Welcome to our East Coast Global Development Hub, a melting pot of life science innovation nestled in the vibrant communities of Lexington, MA, and Plainsboro, NJ. Here, we're pioneering the future of research and development by bridging the gap between biotech agility and pharmaceutical stability. With cutting-edge facilities and a focus on collaboration and partnerships, we're on a mission to revolutionize healthcare across various innovative modalities and therapeutic areas. If you're passionate about making a tangible impact on human health and ready to join a community where every day is about changing lives, we'd love to meet you.
The Opportunity
We're on the lookout for a science-enthusiast with a knack for global regulatory intricacies and a heart for teamwork. As our Associate Director - Global Regulatory Lead, you'll spearhead a talented team dedicated to navigating the regulatory pathways for groundbreaking medical solutions. Your leadership will be pivotal in strategizing and delivering successful regulatory outcomes, ensuring we stay on the forefront of medical innovation.
Key Relationships
Reporting to the Executive Director of Regulatory Affairs and maintaining a crucial connection with our Regulatory Affairs CMC & Device Area, your role is at the intersection of leadership and collaboration, empowering you to make a significant impact.
Your Role
Innovate within our Global Project Team, applying your expertise to shape development strategies and regulatory achievements.
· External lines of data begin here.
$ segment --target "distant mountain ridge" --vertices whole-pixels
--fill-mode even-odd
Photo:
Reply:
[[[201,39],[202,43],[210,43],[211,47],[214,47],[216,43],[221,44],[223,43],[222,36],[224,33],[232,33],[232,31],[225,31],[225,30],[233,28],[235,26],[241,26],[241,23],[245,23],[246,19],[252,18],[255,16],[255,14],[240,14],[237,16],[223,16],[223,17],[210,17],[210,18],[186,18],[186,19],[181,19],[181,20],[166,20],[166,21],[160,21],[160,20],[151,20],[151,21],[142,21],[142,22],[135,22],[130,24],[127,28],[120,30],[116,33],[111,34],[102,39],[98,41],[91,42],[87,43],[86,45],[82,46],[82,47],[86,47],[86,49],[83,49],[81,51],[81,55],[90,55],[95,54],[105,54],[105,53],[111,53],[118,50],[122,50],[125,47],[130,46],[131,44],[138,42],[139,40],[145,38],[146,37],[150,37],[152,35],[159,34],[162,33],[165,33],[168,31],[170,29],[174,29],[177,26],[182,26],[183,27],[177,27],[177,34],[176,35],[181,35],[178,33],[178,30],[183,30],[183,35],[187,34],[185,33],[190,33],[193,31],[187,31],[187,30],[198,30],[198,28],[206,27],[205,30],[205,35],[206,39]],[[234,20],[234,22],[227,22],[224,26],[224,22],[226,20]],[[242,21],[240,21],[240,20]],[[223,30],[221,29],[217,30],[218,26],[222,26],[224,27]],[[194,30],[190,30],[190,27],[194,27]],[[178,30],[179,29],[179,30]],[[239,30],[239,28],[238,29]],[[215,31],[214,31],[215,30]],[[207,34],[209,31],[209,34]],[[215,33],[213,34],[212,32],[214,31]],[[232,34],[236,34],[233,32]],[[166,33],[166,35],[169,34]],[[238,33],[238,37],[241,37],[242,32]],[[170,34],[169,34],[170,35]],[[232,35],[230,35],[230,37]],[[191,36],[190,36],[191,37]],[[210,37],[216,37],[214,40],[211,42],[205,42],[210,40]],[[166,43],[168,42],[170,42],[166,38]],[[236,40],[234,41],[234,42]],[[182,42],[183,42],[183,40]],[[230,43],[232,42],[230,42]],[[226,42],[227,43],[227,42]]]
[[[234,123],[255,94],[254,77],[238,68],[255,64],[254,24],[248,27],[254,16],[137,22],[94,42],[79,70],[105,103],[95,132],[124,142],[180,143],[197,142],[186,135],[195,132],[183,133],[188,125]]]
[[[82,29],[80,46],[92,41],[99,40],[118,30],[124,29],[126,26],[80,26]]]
Direct a skilled Global Regulatory Matrixed Team, crafting and implementing strategies that meet our ambitious goals.
Engage with health authorities, leading preparations and discussions to advocate for our groundbreaking projects.
Manage global filing efforts, ensuring quality and timely submissions.
Contribute to internal strategy discussions, highlighting regulatory considerations and solutions.
Stay ahead of industry and regulatory trends to keep our strategies cutting-edge.
Adapt to a dynamic work environment, managing responsibilities across cultures and time zones with grace and effectiveness.
Work Environment
Flexible work options with a preference for a hybrid setup in Lexington, MA, or Plainsboro, NJ. Remote work is also on the table.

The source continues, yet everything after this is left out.